Beginning with the pre-pandemic period, in panel A of table 6 we find that grant receipt led to a reduction in depression risk (i.e., the probability an individual reports a CES-D score greater than 12). In panel B, we find qualitatively similar results indicating that grant receipt led to a lower likelihood of feeling depressed in pre-pandemic years. In both panels, however, these effects are only statistically significant when using the widest windows around the age-eligibility threshold.
The measure of psychological distress in the CRAM data is an indicator reporting whether the survey respondent had been feeling down, depressed, or hopeless in the last two weeks. As such, our results for the pandemic period in panel C are most directly comparable to the pre-pandemic binary indicator reported in panel B. We find that having a household member receiving the Older Person’s Grant led to a reduction in reported psychological distress during the COVID-19 pandemic.
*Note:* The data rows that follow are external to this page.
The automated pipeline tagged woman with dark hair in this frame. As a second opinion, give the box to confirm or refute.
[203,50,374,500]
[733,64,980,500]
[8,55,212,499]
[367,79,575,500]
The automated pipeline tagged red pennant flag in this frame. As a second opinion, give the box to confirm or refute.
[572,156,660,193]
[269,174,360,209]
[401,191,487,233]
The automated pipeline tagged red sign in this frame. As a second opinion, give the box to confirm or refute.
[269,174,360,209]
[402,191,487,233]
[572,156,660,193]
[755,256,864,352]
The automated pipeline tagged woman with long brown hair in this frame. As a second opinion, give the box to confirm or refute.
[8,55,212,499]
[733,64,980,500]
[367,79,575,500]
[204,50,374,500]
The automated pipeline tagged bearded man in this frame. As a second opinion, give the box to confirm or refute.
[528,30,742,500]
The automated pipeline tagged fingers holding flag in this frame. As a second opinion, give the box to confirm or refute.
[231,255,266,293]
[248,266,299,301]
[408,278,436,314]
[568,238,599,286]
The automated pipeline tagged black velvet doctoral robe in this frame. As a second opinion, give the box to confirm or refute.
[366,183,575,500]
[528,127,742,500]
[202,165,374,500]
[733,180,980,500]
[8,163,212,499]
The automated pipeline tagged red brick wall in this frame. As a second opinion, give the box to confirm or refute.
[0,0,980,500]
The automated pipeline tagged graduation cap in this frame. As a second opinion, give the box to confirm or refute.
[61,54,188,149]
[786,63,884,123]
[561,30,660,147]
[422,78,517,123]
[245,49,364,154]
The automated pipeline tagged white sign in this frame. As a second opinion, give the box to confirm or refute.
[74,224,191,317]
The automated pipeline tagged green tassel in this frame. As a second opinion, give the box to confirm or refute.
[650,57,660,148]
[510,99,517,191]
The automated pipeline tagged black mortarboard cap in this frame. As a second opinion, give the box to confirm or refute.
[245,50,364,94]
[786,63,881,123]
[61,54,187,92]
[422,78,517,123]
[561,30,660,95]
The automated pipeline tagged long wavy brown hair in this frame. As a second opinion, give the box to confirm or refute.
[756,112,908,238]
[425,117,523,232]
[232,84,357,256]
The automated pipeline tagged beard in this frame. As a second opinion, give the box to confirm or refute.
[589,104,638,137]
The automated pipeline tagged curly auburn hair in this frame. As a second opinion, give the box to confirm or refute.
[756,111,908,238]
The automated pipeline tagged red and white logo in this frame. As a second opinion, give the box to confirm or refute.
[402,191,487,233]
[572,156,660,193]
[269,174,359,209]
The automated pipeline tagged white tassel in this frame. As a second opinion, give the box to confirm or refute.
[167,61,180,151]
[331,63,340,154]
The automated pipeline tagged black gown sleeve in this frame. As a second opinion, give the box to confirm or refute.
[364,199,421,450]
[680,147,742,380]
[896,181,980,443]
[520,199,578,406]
Although estimates of these effects are not statistically significant for the most narrow age windows, the point estimates are large. Specifically, a weighted average of the coefficients suggests that grant receipt leads to an 8.5 percentage-point decline in the likelihood the survey respondent experienced psychological distress in the past month—a nearly 25 percent reduction. Given that the CRAM survey respondent is most often not the actual recipient, these results suggest that the grant has psychological benefits on other members of the household beyond the previously discussed economic benefits. Moreover, this result is important given the high levels of psychological distress documented during the pandemic.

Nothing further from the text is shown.